Newman decía que la conciencia es la presencia clara e imperiosa de la voz de la verdad en el sujeto. Es la anulación de la mera subjetividad en la tangencia en que entran en contacto la intimidad del hombre y la verdad de Dios.

 

Acallar esa voz, para permanecer en un convencimiento subjetivo, no exculpa al hombre: Hitler y sus SS actuaron con convencimiento subjetivo, con la seguridad y falta de escrúpulos que se derivan de él.

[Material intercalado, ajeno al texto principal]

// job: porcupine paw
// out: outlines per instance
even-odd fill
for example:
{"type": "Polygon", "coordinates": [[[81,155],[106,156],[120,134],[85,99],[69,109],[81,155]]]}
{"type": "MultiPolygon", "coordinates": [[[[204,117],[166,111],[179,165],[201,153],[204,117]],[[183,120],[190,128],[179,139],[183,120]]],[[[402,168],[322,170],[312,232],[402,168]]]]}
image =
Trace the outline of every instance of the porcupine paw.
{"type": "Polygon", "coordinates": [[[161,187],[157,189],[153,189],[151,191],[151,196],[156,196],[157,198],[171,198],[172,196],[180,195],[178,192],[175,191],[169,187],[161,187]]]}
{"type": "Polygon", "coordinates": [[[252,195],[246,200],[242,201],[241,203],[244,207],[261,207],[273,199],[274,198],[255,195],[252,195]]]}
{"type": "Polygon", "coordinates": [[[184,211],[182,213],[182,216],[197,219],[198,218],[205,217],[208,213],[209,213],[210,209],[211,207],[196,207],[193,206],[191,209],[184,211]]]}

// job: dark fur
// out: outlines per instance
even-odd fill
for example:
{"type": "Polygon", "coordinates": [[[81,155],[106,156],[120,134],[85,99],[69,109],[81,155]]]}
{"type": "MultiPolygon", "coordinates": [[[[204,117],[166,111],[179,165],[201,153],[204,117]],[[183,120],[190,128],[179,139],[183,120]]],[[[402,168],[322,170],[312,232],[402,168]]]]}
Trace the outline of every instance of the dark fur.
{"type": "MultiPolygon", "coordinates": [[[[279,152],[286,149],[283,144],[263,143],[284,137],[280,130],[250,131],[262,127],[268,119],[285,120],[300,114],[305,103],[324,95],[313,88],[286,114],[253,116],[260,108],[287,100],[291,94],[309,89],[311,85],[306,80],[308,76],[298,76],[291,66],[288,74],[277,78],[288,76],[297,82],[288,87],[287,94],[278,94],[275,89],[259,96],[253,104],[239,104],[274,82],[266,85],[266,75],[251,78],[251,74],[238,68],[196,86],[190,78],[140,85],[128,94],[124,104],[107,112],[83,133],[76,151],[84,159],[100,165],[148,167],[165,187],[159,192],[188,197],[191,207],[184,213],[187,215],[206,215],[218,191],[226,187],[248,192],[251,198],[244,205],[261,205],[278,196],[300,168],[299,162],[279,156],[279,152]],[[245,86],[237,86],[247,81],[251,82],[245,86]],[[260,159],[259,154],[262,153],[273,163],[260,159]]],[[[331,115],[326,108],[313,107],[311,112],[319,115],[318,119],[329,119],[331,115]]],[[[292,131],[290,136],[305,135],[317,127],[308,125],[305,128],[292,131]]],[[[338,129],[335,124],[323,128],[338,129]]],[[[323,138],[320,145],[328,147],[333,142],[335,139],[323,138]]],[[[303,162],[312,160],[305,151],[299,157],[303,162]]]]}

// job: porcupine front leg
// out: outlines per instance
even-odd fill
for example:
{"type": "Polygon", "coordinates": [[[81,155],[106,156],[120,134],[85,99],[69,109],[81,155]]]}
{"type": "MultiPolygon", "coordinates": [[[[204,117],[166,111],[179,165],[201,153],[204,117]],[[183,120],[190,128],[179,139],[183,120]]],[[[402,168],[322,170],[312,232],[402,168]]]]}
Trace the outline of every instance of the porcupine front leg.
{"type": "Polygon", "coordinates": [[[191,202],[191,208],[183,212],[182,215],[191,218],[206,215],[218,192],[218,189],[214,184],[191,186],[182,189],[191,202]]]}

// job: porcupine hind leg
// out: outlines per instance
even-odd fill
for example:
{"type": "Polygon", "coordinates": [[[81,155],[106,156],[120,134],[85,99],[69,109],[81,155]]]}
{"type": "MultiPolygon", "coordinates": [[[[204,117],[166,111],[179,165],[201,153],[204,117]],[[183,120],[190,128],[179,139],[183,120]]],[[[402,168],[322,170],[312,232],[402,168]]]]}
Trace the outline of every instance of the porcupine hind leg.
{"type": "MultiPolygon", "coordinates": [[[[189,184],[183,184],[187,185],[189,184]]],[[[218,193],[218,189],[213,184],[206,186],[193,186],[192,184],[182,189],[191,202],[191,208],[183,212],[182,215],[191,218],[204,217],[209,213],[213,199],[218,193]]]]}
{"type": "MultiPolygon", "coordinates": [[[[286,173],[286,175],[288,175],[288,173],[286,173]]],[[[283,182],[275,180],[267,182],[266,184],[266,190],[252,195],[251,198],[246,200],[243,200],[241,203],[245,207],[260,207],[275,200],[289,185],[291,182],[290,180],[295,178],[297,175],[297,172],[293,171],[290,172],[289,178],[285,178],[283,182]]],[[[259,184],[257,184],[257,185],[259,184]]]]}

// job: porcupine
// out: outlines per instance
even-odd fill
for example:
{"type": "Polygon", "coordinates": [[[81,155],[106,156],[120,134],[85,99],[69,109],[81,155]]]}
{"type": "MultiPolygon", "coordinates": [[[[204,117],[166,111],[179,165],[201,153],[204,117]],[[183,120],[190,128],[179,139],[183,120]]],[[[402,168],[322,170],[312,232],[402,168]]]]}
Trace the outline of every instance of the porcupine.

Distinguir la verdadera voz de la conciencia

 

Un hombre de conciencia es el que no compra tolerancia, éxito, bienestar, reputación y aprobación públicas renunciando a la verdad.

 

¿Cómo distinguir la verdadera voz de la conciencia? Hay dos señales claras: que esa voz no coincida con los deseos y gustos propios, y que no coincida con lo aparentemente más beneficioso o llevadero para la sociedad, con el consenso de grupo, o con las exigencias del poder político o social.

 

No se puede comprar el progreso y el bienestar traicionando la verdad reconocida. Hoy el concepto de verdad ha sido abandonado y sustituido por el de progreso. El progreso “es” la verdad. Pero es así precisamente como se destruye el progreso, pues al separarse de la verdad pierde la dirección, y tanto puede ser progreso como retroceso.

 

En el hombre existe la presencia inexcusable de la verdad, de la verdad del Creador, que se ofrece también por escrito en la revelación de la Historia Sagrada. El hombre puede ver la verdad en el fondo de su ser. No verla es culpa. Solo se deja de ver cuando no se la quiere ver.

 

 El error, la conciencia errónea, sólo son cómodos en un primer momento. Enseguida, tarde o temprano, sobreviene la deshumanización. En el telón de acero, el sistema marxista era un sistema de engaño, y produjo embotamiento del sentido moral y una sociedad inhumana. La verdadera culpa es la supresión de la verdad que precede a la conciencia errónea, que deja al hombre en una falsa seguridad y en un desierto inhóspito.

 

 Por eso el sentimiento de culpa es necesario, porque rompe la falsa tranquilidad de la conciencia. Es una señal tan necesaria para el hombre como el dolor corporal, que nos permite conocer la alteración de las funciones vitales normales. Quien no es capaz de sentir culpa está espiritualmente enfermo. El enmudecimiento de la culpa es una enfermedad de alma más peligrosa que la culpa reconocida como culpa: no hay más que pensar en los crímenes contra la humanidad perpetrados por gentes sin escrúpulos de conciencia en los lager y gulags comunistas o en los campos de exterminio nazis.

 

 No acallar la conciencia es lo que nos salva. En Lc 18, 9-14 vemos a Jesús que puede obrar en el pecador que se reconoce culpable porque no se oculta tras su conciencia errónea. Jesús sin embargo no puede actuar en el fariseo que no siente la necesidad de perdón ni de conversión. Es precisamente el grito de la conciencia que llega al publicano lo que le hace capaz de alcanzar la verdad y el amor salvador.

 

 El peligro de perder el sentido de culpa nos acecha a todos, y debemos rezar con el salmo: “¿Quién será capaz de reconocer los deslices? Límpiame de los que se me ocultan” (Ps 19, 13). El hombre que no examina su conciencia corre peligro de adormecer ese sentimiento de culpa, sin el que no es posible acceder al perdón.

 

Y este es el reto y la responsabilidad al que se enfrenta el cristiano: conducir de nuevo a la humanidad hacia el reconocimiento de los valores morales eternos: desarrollar de nuevo el oído casi extinguido para escuchar el consejo de Dios que habla al corazón de cada persona.